CK: It’s not just a book about shoes but a big piece of your life. How did penning this come about and just how much fun did you have writing it?
Garcia: Any of the personal moments like in my intro and in some of the chapter transitions, those were like the most fun. The harder work was – my publisher Dana, she challenged me to find a photo on every sneaker that I was talking about, which at that time, I was like some of these brands don’t even exist anymore. Luckily, I knew a lot of really incredible collectors — EMZ, Air Rev, [MC] Serch, Chris Hall down in Virginia — and they were really instrumental in helping me get photos of all the sneakers of the brands I didn’t have catalogs of, so it was definitely a lot of work. I think the thing that I most enjoyed was not just telling my story, but others’.

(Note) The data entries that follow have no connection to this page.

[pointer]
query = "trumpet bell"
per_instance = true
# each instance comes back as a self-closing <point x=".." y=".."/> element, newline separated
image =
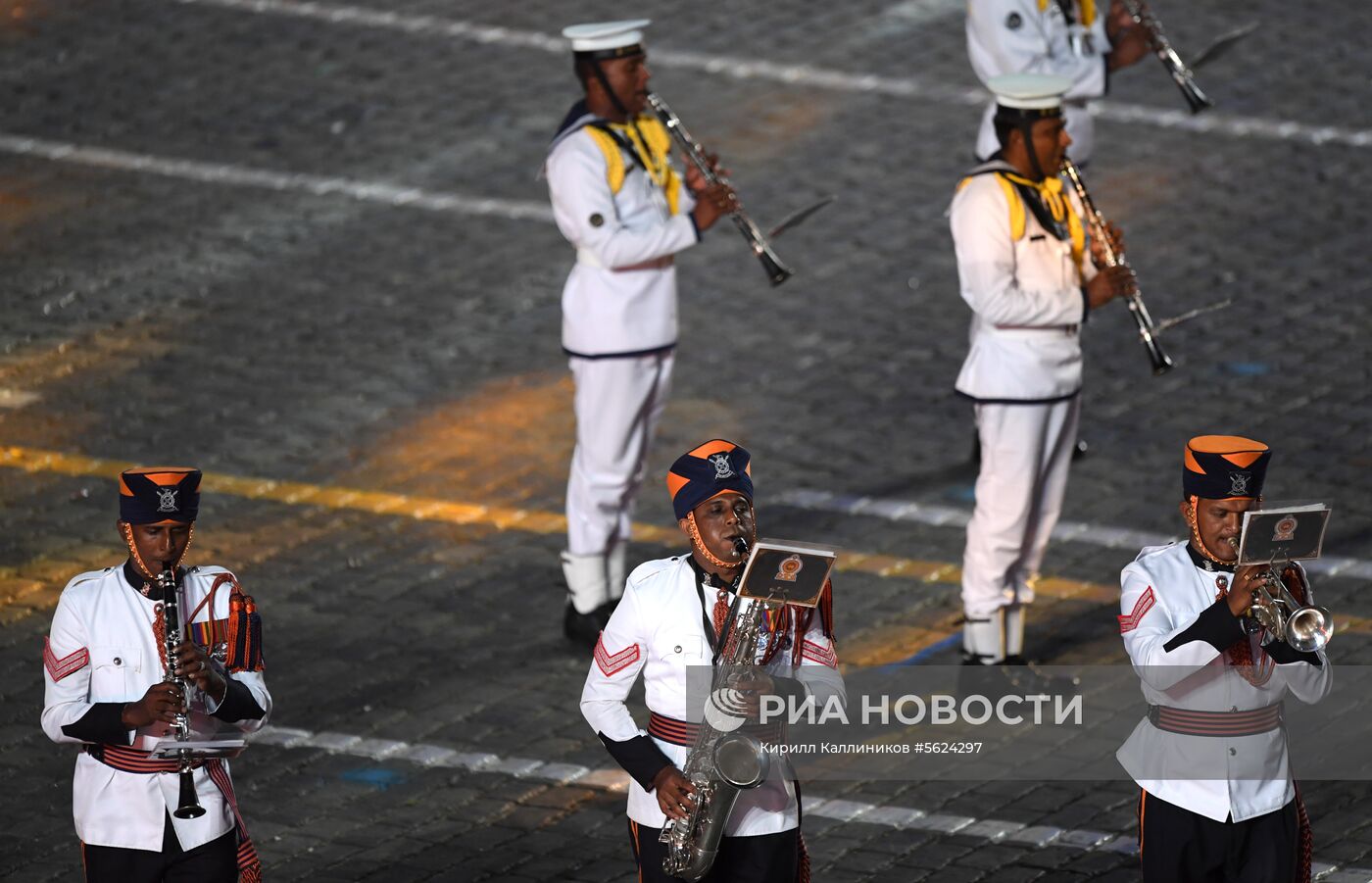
<point x="1309" y="629"/>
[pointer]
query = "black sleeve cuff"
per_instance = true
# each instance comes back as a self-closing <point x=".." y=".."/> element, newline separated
<point x="100" y="724"/>
<point x="1216" y="625"/>
<point x="640" y="757"/>
<point x="1283" y="653"/>
<point x="239" y="704"/>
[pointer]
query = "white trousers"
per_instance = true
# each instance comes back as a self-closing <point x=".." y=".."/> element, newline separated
<point x="617" y="404"/>
<point x="1025" y="454"/>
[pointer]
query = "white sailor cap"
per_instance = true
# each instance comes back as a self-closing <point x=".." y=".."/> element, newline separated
<point x="1029" y="92"/>
<point x="608" y="38"/>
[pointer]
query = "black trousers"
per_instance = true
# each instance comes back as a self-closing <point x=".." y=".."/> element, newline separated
<point x="1180" y="846"/>
<point x="763" y="858"/>
<point x="216" y="861"/>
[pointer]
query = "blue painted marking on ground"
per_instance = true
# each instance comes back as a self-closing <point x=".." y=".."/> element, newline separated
<point x="374" y="776"/>
<point x="951" y="641"/>
<point x="1246" y="369"/>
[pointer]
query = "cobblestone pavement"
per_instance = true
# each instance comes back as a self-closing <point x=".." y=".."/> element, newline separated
<point x="236" y="289"/>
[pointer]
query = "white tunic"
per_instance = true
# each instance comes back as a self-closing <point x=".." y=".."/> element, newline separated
<point x="1014" y="37"/>
<point x="1031" y="284"/>
<point x="100" y="613"/>
<point x="1162" y="594"/>
<point x="607" y="312"/>
<point x="658" y="629"/>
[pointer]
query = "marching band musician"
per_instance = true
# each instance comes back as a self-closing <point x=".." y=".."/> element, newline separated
<point x="1217" y="798"/>
<point x="669" y="618"/>
<point x="105" y="666"/>
<point x="1073" y="38"/>
<point x="1026" y="271"/>
<point x="627" y="212"/>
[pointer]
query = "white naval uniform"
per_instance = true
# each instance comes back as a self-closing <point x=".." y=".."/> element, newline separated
<point x="1040" y="43"/>
<point x="102" y="614"/>
<point x="1162" y="594"/>
<point x="619" y="328"/>
<point x="1024" y="374"/>
<point x="658" y="629"/>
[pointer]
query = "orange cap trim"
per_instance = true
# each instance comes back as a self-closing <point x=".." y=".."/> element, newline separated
<point x="713" y="446"/>
<point x="1245" y="458"/>
<point x="1224" y="444"/>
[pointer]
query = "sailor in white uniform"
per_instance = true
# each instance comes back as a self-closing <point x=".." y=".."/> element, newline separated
<point x="669" y="620"/>
<point x="1072" y="38"/>
<point x="1028" y="271"/>
<point x="105" y="662"/>
<point x="626" y="212"/>
<point x="1217" y="798"/>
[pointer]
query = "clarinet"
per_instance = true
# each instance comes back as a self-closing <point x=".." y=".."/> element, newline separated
<point x="189" y="805"/>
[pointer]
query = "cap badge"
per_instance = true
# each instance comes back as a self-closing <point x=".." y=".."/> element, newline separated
<point x="167" y="499"/>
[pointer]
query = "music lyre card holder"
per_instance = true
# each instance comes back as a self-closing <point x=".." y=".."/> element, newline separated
<point x="1283" y="533"/>
<point x="788" y="570"/>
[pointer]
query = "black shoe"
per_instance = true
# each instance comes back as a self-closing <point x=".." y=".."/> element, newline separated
<point x="582" y="628"/>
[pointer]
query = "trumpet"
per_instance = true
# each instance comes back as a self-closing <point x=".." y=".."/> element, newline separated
<point x="1298" y="622"/>
<point x="777" y="271"/>
<point x="1170" y="61"/>
<point x="189" y="804"/>
<point x="1148" y="329"/>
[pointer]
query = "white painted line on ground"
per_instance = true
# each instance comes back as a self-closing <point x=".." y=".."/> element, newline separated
<point x="939" y="515"/>
<point x="284" y="181"/>
<point x="612" y="779"/>
<point x="796" y="74"/>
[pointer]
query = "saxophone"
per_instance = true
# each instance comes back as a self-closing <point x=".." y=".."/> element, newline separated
<point x="723" y="761"/>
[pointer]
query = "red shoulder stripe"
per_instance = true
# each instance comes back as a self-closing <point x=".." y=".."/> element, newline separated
<point x="612" y="663"/>
<point x="1141" y="609"/>
<point x="69" y="663"/>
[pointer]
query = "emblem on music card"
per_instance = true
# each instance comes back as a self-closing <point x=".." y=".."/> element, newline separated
<point x="788" y="567"/>
<point x="167" y="499"/>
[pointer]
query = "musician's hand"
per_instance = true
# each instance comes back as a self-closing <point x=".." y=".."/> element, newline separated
<point x="194" y="665"/>
<point x="674" y="793"/>
<point x="755" y="686"/>
<point x="696" y="179"/>
<point x="712" y="203"/>
<point x="1128" y="38"/>
<point x="1108" y="284"/>
<point x="1241" y="593"/>
<point x="1098" y="247"/>
<point x="161" y="703"/>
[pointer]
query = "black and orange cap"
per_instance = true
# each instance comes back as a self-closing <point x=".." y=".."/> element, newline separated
<point x="160" y="495"/>
<point x="1224" y="467"/>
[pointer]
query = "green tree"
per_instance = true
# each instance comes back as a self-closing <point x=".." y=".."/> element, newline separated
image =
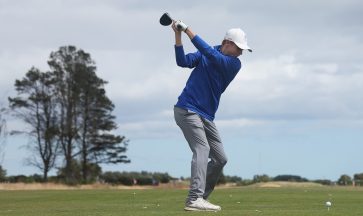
<point x="2" y="174"/>
<point x="345" y="180"/>
<point x="3" y="133"/>
<point x="86" y="119"/>
<point x="35" y="105"/>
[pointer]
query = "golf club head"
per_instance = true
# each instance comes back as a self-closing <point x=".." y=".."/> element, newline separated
<point x="165" y="19"/>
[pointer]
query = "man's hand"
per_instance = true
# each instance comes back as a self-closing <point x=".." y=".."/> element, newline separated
<point x="180" y="25"/>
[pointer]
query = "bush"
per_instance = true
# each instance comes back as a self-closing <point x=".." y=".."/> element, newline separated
<point x="131" y="178"/>
<point x="292" y="178"/>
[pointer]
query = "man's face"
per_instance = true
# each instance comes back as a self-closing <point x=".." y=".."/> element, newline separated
<point x="230" y="48"/>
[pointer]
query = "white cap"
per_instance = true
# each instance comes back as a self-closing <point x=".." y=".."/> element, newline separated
<point x="238" y="36"/>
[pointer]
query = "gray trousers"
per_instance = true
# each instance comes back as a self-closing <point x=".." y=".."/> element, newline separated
<point x="204" y="141"/>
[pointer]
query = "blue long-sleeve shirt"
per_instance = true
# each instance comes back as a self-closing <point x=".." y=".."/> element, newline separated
<point x="212" y="73"/>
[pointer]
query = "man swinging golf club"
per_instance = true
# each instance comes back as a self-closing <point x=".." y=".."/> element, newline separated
<point x="214" y="68"/>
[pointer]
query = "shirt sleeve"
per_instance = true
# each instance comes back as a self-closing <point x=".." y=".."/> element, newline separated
<point x="190" y="60"/>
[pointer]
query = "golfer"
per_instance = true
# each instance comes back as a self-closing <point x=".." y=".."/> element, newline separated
<point x="214" y="68"/>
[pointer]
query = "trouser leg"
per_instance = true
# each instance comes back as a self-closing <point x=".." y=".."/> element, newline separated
<point x="192" y="126"/>
<point x="217" y="156"/>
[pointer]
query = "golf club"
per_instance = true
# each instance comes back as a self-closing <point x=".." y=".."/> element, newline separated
<point x="165" y="19"/>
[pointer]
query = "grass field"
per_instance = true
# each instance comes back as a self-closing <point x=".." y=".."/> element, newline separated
<point x="283" y="201"/>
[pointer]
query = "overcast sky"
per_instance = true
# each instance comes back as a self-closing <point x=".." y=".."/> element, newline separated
<point x="296" y="106"/>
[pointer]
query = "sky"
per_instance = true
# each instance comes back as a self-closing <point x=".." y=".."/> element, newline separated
<point x="295" y="107"/>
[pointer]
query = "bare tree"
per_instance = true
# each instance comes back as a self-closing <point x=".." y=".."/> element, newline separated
<point x="36" y="106"/>
<point x="3" y="134"/>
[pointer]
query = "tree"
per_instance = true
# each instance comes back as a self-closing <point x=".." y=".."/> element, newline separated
<point x="3" y="133"/>
<point x="358" y="178"/>
<point x="345" y="180"/>
<point x="36" y="106"/>
<point x="86" y="119"/>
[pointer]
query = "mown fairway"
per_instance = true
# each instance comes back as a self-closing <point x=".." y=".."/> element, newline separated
<point x="286" y="201"/>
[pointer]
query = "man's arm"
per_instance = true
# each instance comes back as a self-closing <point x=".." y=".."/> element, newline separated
<point x="178" y="41"/>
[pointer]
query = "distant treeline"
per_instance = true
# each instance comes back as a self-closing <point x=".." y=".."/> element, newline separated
<point x="155" y="178"/>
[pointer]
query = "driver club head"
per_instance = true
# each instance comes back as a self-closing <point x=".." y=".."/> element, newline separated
<point x="165" y="19"/>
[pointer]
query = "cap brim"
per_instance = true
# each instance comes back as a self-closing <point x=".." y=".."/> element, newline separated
<point x="243" y="46"/>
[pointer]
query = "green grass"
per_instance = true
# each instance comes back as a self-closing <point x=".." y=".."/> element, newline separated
<point x="286" y="201"/>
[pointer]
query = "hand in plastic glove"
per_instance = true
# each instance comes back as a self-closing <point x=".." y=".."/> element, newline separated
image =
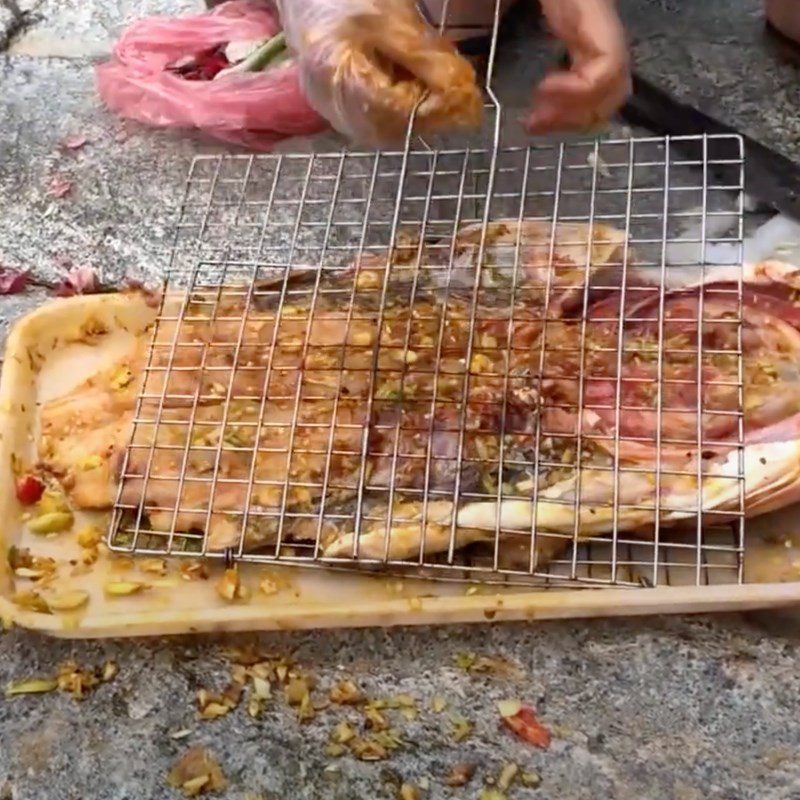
<point x="366" y="65"/>
<point x="598" y="82"/>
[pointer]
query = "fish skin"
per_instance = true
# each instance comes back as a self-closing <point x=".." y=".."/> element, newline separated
<point x="519" y="399"/>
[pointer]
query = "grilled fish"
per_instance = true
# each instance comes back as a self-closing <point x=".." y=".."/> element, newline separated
<point x="476" y="390"/>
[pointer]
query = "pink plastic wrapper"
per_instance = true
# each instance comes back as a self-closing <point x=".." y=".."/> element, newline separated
<point x="254" y="109"/>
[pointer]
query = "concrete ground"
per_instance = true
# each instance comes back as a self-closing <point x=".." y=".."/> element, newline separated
<point x="684" y="708"/>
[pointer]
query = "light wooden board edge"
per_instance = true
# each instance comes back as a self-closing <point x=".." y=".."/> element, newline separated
<point x="544" y="604"/>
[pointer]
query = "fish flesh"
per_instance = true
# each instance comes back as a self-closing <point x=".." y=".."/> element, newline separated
<point x="520" y="386"/>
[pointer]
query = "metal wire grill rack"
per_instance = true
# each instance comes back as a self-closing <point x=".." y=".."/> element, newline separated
<point x="355" y="365"/>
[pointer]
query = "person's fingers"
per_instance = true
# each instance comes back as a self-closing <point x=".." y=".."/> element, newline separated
<point x="568" y="101"/>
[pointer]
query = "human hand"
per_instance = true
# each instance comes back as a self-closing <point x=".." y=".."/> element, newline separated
<point x="368" y="65"/>
<point x="598" y="82"/>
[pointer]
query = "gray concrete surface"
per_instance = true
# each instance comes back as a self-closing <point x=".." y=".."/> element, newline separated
<point x="687" y="708"/>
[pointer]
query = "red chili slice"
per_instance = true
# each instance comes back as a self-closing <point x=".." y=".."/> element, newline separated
<point x="525" y="724"/>
<point x="29" y="490"/>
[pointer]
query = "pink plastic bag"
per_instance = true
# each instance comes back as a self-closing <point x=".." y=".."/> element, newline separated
<point x="255" y="109"/>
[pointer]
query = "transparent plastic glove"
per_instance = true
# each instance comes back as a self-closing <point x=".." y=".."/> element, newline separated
<point x="598" y="82"/>
<point x="366" y="64"/>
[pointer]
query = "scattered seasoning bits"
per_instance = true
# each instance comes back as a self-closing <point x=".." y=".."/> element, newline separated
<point x="507" y="776"/>
<point x="197" y="772"/>
<point x="124" y="588"/>
<point x="368" y="749"/>
<point x="438" y="704"/>
<point x="464" y="660"/>
<point x="89" y="536"/>
<point x="153" y="566"/>
<point x="409" y="792"/>
<point x="343" y="733"/>
<point x="31" y="686"/>
<point x="492" y="794"/>
<point x="230" y="588"/>
<point x="460" y="774"/>
<point x="334" y="750"/>
<point x="53" y="522"/>
<point x="530" y="779"/>
<point x="194" y="571"/>
<point x="296" y="691"/>
<point x="31" y="601"/>
<point x="346" y="693"/>
<point x="268" y="587"/>
<point x="462" y="727"/>
<point x="68" y="601"/>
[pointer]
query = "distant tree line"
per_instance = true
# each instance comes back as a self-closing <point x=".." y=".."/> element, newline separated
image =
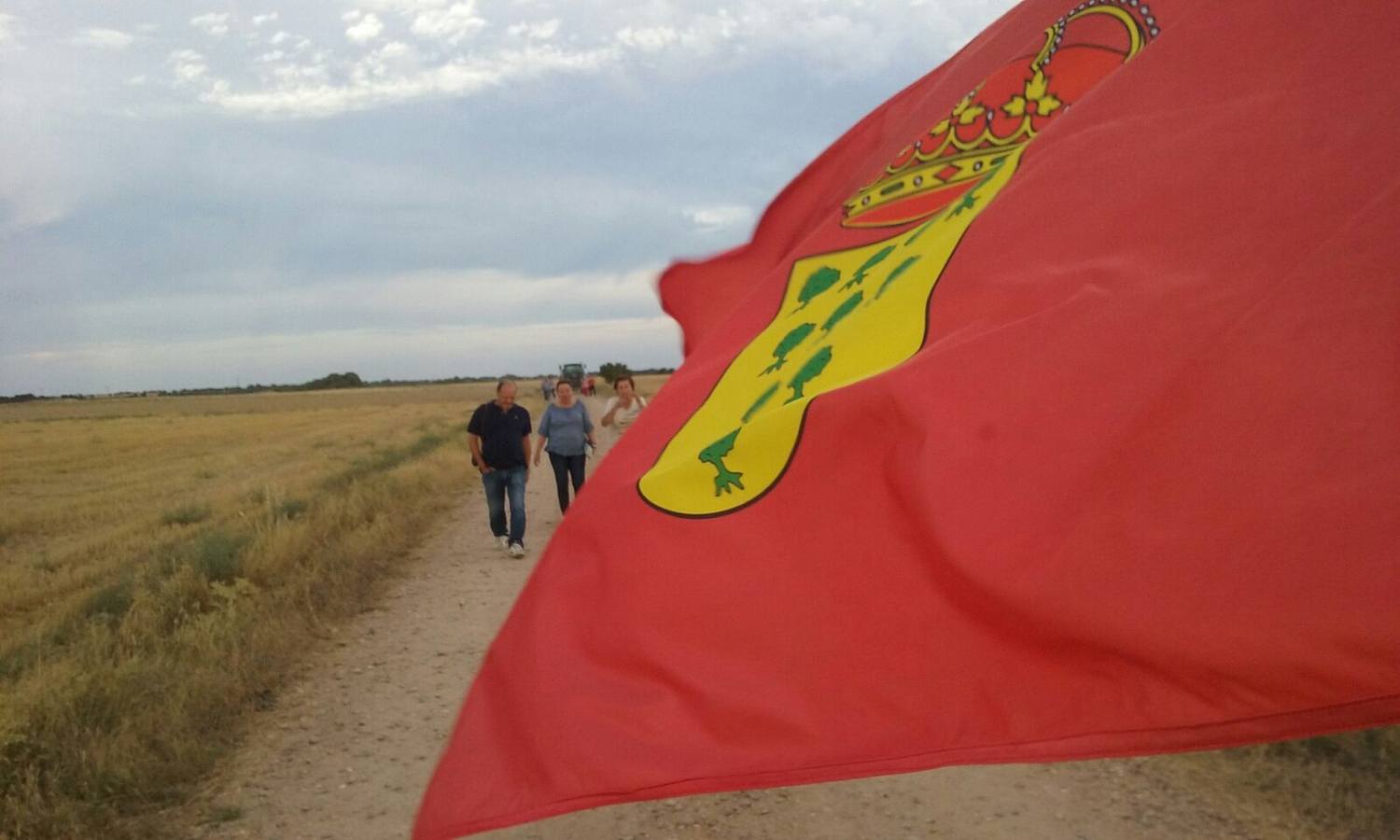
<point x="609" y="371"/>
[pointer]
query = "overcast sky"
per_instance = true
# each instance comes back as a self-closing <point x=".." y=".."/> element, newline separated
<point x="231" y="192"/>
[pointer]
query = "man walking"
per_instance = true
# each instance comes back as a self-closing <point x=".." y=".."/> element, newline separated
<point x="498" y="434"/>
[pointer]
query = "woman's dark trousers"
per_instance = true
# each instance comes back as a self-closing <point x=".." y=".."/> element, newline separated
<point x="567" y="467"/>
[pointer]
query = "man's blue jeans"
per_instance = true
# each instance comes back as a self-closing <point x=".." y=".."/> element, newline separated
<point x="498" y="484"/>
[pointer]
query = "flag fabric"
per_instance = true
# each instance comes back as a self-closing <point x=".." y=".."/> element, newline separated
<point x="1052" y="413"/>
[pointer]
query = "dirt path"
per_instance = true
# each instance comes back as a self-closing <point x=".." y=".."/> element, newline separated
<point x="347" y="750"/>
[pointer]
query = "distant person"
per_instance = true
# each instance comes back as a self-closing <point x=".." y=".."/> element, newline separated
<point x="498" y="436"/>
<point x="563" y="431"/>
<point x="621" y="411"/>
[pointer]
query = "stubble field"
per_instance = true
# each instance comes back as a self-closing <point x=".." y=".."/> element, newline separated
<point x="164" y="562"/>
<point x="164" y="559"/>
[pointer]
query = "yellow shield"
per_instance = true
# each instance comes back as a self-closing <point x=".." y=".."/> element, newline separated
<point x="845" y="316"/>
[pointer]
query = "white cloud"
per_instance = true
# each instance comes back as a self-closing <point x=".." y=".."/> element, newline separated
<point x="103" y="38"/>
<point x="719" y="217"/>
<point x="461" y="55"/>
<point x="451" y="24"/>
<point x="188" y="66"/>
<point x="538" y="31"/>
<point x="367" y="30"/>
<point x="647" y="38"/>
<point x="307" y="91"/>
<point x="213" y="22"/>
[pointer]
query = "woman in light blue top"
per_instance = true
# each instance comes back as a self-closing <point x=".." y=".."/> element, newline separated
<point x="563" y="431"/>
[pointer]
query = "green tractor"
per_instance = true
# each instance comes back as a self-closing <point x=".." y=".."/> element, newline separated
<point x="573" y="372"/>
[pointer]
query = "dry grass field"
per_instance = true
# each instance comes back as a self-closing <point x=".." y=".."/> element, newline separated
<point x="164" y="559"/>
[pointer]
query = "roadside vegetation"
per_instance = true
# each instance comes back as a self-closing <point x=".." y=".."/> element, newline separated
<point x="162" y="563"/>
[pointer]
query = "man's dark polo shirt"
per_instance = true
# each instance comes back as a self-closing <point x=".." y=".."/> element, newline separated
<point x="501" y="433"/>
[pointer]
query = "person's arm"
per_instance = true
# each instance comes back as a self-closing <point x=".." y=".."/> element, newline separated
<point x="588" y="428"/>
<point x="475" y="442"/>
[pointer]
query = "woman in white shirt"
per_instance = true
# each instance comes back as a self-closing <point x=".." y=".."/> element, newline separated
<point x="621" y="411"/>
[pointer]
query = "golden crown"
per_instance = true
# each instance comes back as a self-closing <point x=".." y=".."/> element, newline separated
<point x="1004" y="112"/>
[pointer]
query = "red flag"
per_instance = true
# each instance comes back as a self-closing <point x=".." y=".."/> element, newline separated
<point x="1128" y="482"/>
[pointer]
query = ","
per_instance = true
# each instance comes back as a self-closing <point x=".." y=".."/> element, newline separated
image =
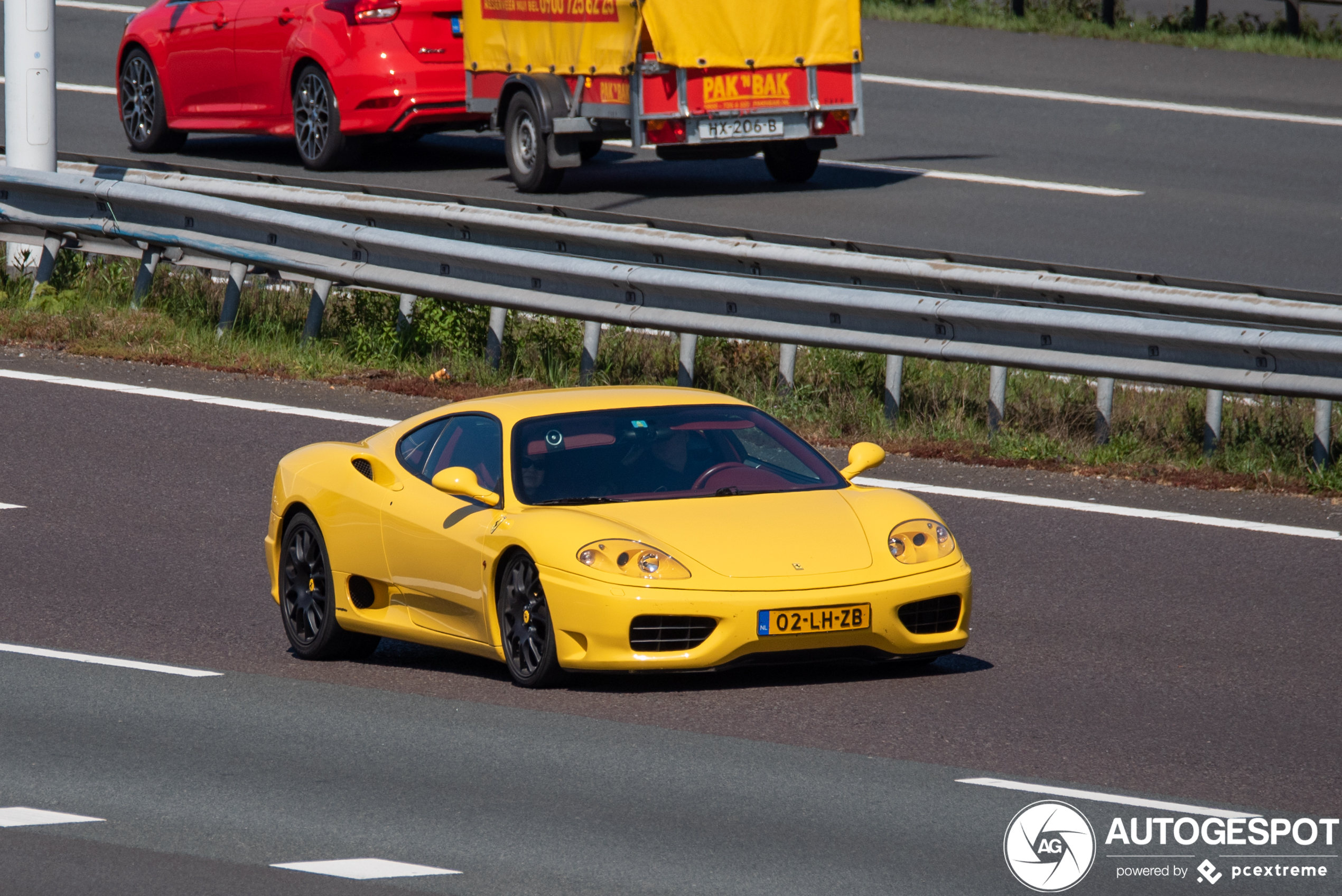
<point x="697" y="80"/>
<point x="608" y="529"/>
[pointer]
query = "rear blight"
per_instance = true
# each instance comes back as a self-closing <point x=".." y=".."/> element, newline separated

I interviewed about 20 people, some very famous like Pee Wee Kirkland, Serch. Some not so famous like Ahmad Hooper and Teddy Nitro, people who I came up with in my generation. We as a group were really responsible for a huge change in culture and industry because of our outlook on how we dressed and that impact is being felt globally now. So I felt it was just as important to feature the lesser known cats as some of the more known. That’s pretty consistent if you remember my radio show with DJ Stretch Armstrong; we had Nas when he was unsigned and we had Cool G Rap when he was at the height of his career. The film that I recently co-directed with Kevin Couliau titled Doin’ It In The Park: Pick-Up Basketball New York City, we have Kenny Smith and Dr. J, but then we have John “Mookie” Thomas from Tillery Park, who nobody knows outside of Brooklyn.
I always try and humanize and sort of give the common person a voice in whatever endeavors that I’m doing, in the best way possible.